Na última semana, prefeito de Aracaju, Edvaldo Nogueira, vetou Projetos de Lei de vereadores de Aracaju, que tratavam de novas gratuidades, mas não sinalizavam a fonte de custeio. Um desses vetos foi derrubado pela Casa Legislativa – o veto ao Projeto de Lei N° 102/ 2017, que determina gratuidade a pessoas acima de 60 anos. O Sindicato das Empresas de Transporte de Passageiros de Aracaju (Setransp), diz que a iniciativa do prefeito é inconstitucional, já que o mesmo não apresentou a fonte de custeio.
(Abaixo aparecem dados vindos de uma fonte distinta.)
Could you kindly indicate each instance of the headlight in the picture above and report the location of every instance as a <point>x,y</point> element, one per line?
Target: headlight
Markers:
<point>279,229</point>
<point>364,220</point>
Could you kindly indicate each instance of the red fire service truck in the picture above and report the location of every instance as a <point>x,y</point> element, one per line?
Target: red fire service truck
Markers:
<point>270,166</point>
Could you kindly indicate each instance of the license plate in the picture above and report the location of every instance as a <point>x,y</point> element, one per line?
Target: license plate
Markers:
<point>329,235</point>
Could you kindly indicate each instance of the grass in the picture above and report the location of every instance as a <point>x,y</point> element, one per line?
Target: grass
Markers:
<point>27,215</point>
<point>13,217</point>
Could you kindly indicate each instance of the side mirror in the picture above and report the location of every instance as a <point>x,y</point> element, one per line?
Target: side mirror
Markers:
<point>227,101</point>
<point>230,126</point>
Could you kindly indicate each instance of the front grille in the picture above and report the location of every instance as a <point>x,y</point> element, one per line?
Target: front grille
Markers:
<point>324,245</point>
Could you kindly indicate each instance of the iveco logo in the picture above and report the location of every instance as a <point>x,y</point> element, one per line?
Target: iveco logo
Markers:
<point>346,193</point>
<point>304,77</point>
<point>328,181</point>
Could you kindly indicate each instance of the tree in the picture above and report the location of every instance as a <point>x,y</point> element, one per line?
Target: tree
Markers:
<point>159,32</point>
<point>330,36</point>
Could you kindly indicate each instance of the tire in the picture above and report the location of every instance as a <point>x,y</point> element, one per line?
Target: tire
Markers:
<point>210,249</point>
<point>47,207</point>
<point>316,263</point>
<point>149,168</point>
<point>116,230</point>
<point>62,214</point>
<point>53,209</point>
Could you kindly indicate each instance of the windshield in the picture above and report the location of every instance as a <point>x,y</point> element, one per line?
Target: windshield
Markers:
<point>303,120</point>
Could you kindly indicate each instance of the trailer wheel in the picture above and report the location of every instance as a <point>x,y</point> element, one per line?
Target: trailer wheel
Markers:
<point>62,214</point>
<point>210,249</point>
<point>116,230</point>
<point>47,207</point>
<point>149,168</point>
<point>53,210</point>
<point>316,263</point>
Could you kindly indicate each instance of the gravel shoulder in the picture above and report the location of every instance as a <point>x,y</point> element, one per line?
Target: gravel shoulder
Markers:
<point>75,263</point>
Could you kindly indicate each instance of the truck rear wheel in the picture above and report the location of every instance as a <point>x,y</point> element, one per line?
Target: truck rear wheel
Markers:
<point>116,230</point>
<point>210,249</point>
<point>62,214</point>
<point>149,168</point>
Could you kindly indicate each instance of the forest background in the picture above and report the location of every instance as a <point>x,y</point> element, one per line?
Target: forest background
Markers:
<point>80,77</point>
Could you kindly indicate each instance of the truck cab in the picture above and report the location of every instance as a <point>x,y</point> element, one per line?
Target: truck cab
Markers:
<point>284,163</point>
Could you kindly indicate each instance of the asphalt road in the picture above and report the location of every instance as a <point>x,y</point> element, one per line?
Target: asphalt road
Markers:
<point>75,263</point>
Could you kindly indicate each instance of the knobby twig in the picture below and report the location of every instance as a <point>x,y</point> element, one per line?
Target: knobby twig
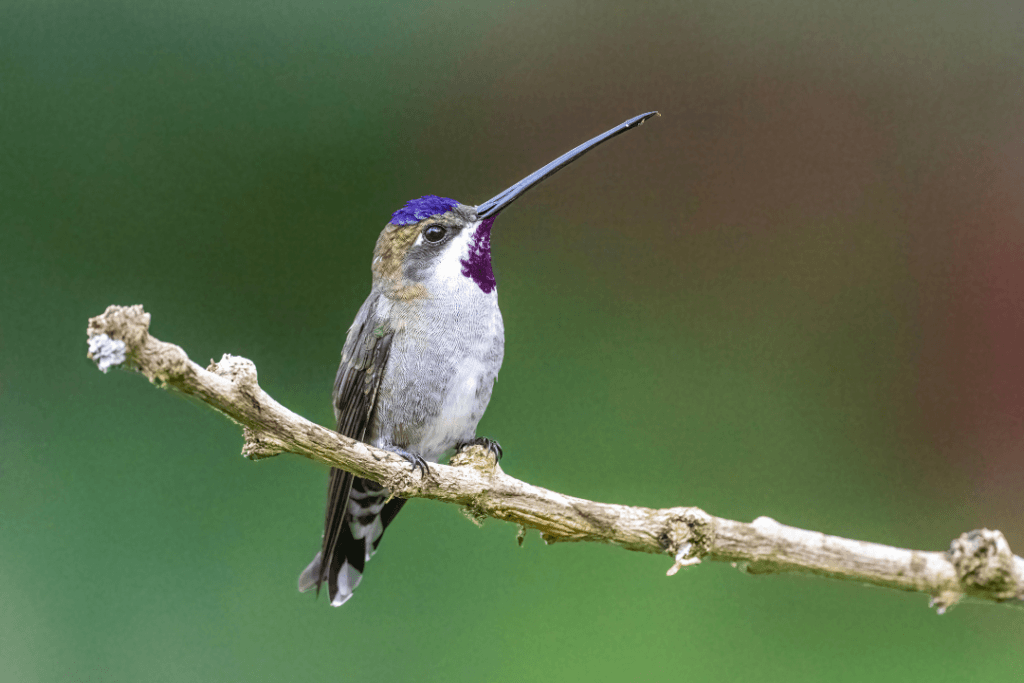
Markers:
<point>979,563</point>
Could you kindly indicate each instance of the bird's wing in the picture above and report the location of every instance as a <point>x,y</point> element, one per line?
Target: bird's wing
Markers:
<point>355,389</point>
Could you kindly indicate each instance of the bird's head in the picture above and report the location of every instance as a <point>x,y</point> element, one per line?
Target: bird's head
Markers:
<point>435,245</point>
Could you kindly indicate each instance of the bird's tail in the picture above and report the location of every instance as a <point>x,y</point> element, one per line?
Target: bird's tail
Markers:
<point>357,513</point>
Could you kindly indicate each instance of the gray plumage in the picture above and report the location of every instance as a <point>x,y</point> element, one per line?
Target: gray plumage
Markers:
<point>420,360</point>
<point>417,372</point>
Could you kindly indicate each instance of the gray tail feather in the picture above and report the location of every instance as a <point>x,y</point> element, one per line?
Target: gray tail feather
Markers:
<point>355,530</point>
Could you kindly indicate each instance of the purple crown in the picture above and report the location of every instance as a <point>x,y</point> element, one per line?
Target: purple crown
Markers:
<point>417,210</point>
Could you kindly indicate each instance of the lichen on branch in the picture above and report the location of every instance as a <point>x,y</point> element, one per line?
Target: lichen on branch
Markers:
<point>978,564</point>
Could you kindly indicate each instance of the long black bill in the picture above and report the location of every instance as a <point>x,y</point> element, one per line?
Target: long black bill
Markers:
<point>503,199</point>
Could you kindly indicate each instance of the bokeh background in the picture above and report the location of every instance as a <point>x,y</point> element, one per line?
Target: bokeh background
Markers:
<point>799,293</point>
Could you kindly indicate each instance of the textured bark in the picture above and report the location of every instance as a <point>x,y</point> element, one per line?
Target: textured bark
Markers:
<point>978,563</point>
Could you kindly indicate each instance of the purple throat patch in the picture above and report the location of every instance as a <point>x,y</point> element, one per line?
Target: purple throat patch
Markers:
<point>477,263</point>
<point>425,207</point>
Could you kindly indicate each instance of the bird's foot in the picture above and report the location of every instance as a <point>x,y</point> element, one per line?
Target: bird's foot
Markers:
<point>416,461</point>
<point>489,444</point>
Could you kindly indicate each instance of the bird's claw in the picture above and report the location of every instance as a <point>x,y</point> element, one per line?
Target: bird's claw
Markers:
<point>489,444</point>
<point>417,463</point>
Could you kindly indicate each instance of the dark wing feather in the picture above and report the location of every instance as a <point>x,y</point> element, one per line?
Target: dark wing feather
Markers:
<point>363,363</point>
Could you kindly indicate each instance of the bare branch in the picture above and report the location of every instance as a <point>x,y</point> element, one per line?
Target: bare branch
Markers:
<point>979,563</point>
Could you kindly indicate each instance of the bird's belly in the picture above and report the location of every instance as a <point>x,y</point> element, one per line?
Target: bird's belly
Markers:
<point>434,394</point>
<point>461,409</point>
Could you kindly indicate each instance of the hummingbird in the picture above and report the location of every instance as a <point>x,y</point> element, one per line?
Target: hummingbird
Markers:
<point>419,363</point>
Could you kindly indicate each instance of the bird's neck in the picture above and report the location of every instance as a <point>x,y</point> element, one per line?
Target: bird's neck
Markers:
<point>476,263</point>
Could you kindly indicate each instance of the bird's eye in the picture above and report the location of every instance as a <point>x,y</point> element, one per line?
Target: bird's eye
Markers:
<point>434,232</point>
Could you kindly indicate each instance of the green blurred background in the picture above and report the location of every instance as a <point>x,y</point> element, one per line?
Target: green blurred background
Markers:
<point>799,293</point>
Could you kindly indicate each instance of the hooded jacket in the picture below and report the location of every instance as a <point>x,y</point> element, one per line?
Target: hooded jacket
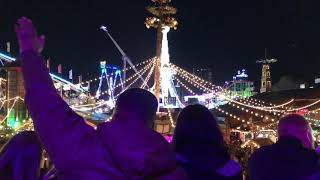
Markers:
<point>116,150</point>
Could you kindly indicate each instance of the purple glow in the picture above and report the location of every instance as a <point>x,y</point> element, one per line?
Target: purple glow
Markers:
<point>168,138</point>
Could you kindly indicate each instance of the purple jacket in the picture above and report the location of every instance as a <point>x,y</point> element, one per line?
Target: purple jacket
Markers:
<point>115,150</point>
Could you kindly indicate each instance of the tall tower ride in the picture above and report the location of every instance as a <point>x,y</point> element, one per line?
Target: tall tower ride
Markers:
<point>163,21</point>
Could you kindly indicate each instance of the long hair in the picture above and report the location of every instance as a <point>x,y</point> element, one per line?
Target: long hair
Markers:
<point>20,157</point>
<point>197,125</point>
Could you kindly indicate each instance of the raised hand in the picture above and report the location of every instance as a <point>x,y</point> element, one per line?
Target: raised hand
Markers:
<point>27,36</point>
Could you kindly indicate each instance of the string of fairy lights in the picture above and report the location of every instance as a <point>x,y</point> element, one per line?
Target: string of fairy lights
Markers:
<point>136,75</point>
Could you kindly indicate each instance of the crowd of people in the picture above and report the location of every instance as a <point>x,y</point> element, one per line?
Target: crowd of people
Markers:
<point>128,147</point>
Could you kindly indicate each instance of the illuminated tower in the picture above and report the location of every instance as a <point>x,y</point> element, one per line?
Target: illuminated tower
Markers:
<point>163,22</point>
<point>266,83</point>
<point>110,74</point>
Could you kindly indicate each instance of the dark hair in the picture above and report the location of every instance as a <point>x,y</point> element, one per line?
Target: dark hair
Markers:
<point>197,125</point>
<point>137,102</point>
<point>26,147</point>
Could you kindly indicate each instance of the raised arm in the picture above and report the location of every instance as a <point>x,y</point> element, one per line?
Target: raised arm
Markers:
<point>62,132</point>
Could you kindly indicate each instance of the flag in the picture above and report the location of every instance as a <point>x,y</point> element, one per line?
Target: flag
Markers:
<point>60,68</point>
<point>70,74</point>
<point>48,63</point>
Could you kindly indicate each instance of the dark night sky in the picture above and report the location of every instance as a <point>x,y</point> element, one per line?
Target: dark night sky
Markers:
<point>224,35</point>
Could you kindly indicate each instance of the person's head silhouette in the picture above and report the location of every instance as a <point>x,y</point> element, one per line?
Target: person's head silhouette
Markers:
<point>20,157</point>
<point>298,127</point>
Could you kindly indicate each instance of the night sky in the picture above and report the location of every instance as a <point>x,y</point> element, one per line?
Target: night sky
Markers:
<point>224,35</point>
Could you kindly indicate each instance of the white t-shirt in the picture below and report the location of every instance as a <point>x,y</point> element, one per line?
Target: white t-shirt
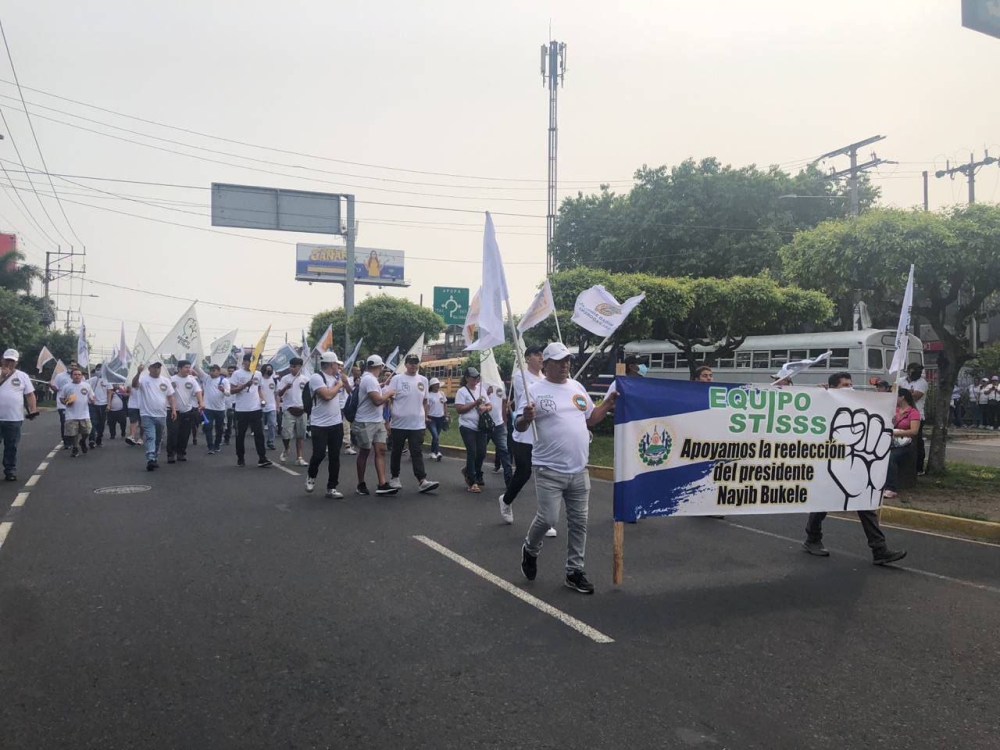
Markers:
<point>296,384</point>
<point>12,394</point>
<point>408,404</point>
<point>248,400</point>
<point>528,436</point>
<point>154,395</point>
<point>324,413</point>
<point>368,410</point>
<point>215,400</point>
<point>561,413</point>
<point>80,408</point>
<point>184,390</point>
<point>466,396</point>
<point>436,404</point>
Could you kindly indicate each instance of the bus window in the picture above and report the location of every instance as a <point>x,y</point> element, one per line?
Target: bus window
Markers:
<point>875,359</point>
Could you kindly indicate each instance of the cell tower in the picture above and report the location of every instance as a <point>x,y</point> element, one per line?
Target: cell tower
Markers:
<point>554,74</point>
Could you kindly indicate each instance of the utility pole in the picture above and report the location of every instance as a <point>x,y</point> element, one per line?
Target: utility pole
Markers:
<point>553,57</point>
<point>969,170</point>
<point>855,170</point>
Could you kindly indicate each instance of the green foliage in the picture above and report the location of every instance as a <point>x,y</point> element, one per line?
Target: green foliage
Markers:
<point>697,219</point>
<point>387,322</point>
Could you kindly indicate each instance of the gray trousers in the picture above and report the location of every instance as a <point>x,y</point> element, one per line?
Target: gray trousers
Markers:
<point>554,488</point>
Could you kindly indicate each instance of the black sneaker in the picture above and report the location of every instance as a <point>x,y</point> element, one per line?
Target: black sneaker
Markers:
<point>578,582</point>
<point>887,556</point>
<point>529,564</point>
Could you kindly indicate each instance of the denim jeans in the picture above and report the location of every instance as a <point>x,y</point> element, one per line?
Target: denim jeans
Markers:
<point>553,488</point>
<point>152,430</point>
<point>10,436</point>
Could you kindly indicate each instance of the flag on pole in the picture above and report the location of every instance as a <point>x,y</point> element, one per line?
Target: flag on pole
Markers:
<point>222,347</point>
<point>903,329</point>
<point>540,308</point>
<point>600,313</point>
<point>44,357</point>
<point>259,349</point>
<point>82,352</point>
<point>471,319</point>
<point>492,294</point>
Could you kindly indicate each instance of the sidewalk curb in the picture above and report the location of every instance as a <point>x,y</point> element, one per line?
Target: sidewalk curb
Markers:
<point>915,519</point>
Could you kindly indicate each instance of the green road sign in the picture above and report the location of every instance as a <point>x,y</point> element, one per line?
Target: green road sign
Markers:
<point>982,15</point>
<point>452,304</point>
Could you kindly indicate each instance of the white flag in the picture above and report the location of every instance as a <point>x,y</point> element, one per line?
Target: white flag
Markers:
<point>82,352</point>
<point>222,348</point>
<point>903,329</point>
<point>471,320</point>
<point>541,307</point>
<point>492,294</point>
<point>600,313</point>
<point>184,339</point>
<point>44,357</point>
<point>142,352</point>
<point>417,348</point>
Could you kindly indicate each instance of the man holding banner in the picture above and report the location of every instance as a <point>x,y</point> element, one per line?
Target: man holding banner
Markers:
<point>563,413</point>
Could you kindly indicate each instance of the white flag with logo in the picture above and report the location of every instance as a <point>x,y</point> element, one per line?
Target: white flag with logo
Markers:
<point>600,313</point>
<point>541,307</point>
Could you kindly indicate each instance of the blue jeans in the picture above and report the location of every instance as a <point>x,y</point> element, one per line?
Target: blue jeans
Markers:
<point>10,435</point>
<point>152,430</point>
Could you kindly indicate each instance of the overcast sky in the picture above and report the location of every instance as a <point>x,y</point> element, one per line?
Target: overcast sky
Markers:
<point>451,86</point>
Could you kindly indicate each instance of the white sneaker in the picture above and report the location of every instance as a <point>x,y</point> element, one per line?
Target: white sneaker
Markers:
<point>506,511</point>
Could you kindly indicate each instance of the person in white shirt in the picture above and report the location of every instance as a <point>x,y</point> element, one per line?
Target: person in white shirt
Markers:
<point>215,392</point>
<point>437,420</point>
<point>409,422</point>
<point>15,389</point>
<point>294,421</point>
<point>246,387</point>
<point>157,398</point>
<point>190,407</point>
<point>368,428</point>
<point>77,396</point>
<point>563,414</point>
<point>327,387</point>
<point>522,441</point>
<point>98,407</point>
<point>268,386</point>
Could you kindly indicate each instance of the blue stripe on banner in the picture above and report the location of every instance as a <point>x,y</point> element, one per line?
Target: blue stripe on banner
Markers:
<point>657,493</point>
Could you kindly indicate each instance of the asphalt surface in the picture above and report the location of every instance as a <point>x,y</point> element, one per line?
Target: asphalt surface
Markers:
<point>225,608</point>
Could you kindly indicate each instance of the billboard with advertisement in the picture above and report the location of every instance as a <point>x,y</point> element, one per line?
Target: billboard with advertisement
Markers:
<point>373,266</point>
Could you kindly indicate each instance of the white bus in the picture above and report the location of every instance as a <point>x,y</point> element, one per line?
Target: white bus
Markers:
<point>865,354</point>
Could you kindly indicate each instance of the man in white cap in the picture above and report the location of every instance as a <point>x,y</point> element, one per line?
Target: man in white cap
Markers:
<point>368,428</point>
<point>328,388</point>
<point>15,389</point>
<point>563,413</point>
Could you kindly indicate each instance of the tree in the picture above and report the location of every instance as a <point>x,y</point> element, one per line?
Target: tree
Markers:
<point>387,322</point>
<point>697,219</point>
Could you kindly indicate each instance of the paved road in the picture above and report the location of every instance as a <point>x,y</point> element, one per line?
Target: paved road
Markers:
<point>225,608</point>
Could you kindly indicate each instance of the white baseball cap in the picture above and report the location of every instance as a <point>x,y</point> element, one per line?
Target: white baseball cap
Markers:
<point>556,350</point>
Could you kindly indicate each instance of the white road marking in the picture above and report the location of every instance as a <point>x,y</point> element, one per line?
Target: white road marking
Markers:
<point>901,566</point>
<point>565,619</point>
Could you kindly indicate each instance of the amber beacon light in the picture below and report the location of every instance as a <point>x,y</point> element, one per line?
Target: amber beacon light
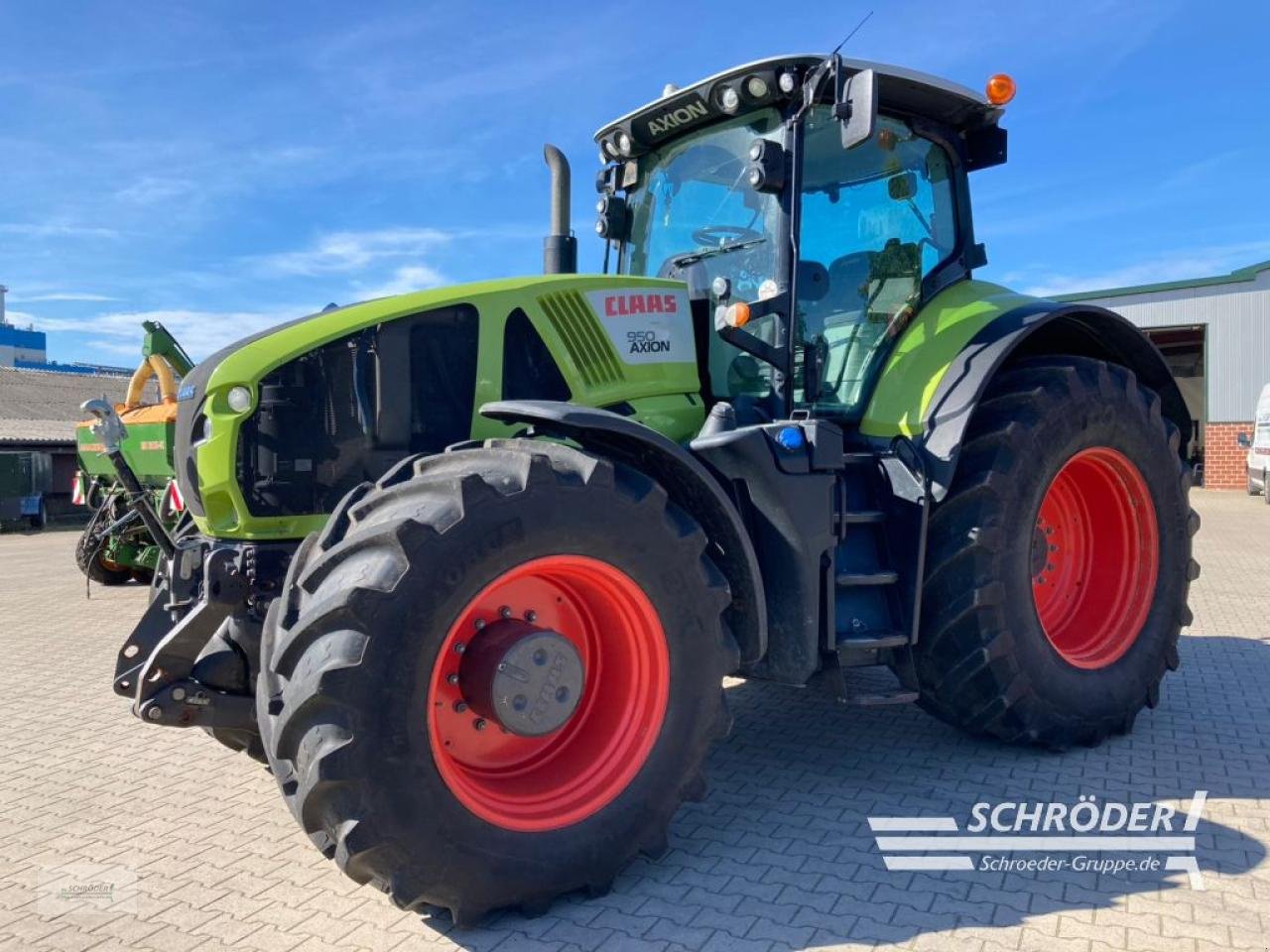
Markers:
<point>1001,89</point>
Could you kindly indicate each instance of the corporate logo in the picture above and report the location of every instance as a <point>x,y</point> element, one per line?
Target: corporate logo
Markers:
<point>631,304</point>
<point>647,341</point>
<point>645,325</point>
<point>1106,837</point>
<point>685,114</point>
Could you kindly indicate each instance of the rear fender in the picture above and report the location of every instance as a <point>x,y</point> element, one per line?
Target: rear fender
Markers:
<point>689,484</point>
<point>945,361</point>
<point>1033,330</point>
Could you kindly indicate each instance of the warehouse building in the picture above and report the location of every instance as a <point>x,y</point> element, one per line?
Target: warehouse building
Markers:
<point>1215,335</point>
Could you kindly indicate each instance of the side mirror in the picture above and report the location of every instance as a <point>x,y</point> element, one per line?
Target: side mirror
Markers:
<point>856,108</point>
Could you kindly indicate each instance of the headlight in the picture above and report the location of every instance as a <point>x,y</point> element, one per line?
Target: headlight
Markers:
<point>239,400</point>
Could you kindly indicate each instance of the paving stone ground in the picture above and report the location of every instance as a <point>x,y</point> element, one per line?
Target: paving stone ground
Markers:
<point>197,851</point>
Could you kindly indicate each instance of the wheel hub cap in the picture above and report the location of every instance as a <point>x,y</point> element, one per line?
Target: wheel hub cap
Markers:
<point>531,746</point>
<point>526,679</point>
<point>1095,557</point>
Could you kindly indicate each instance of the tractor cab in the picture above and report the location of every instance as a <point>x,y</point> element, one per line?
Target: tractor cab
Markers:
<point>812,204</point>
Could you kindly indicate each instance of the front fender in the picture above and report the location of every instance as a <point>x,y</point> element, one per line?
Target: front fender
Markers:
<point>689,484</point>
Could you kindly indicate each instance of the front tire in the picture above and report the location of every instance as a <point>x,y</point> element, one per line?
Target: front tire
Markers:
<point>1060,561</point>
<point>365,716</point>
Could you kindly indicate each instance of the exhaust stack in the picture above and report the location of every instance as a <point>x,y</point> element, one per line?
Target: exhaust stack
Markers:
<point>559,248</point>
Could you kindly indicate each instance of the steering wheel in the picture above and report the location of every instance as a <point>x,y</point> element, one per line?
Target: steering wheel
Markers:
<point>716,235</point>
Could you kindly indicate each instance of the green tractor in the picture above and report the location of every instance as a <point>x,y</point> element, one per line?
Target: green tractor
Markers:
<point>470,563</point>
<point>116,544</point>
De acordo com o Setransp, atualmente 70% dos habitantes de Aracaju e da região metropolitana utilizam o ônibus como seu principal meio de transporte, no acesso aos demais serviços essenciais. Como será o reflexo para esses passageiros diante dessas novas gratuidades no transporte o sindicato alerta, que é preciso apresentar que qual será a fonte de custeio e qual será o impacto para o serviço do transporte público em Aracaju, ou seja, informar quem pagará a conta.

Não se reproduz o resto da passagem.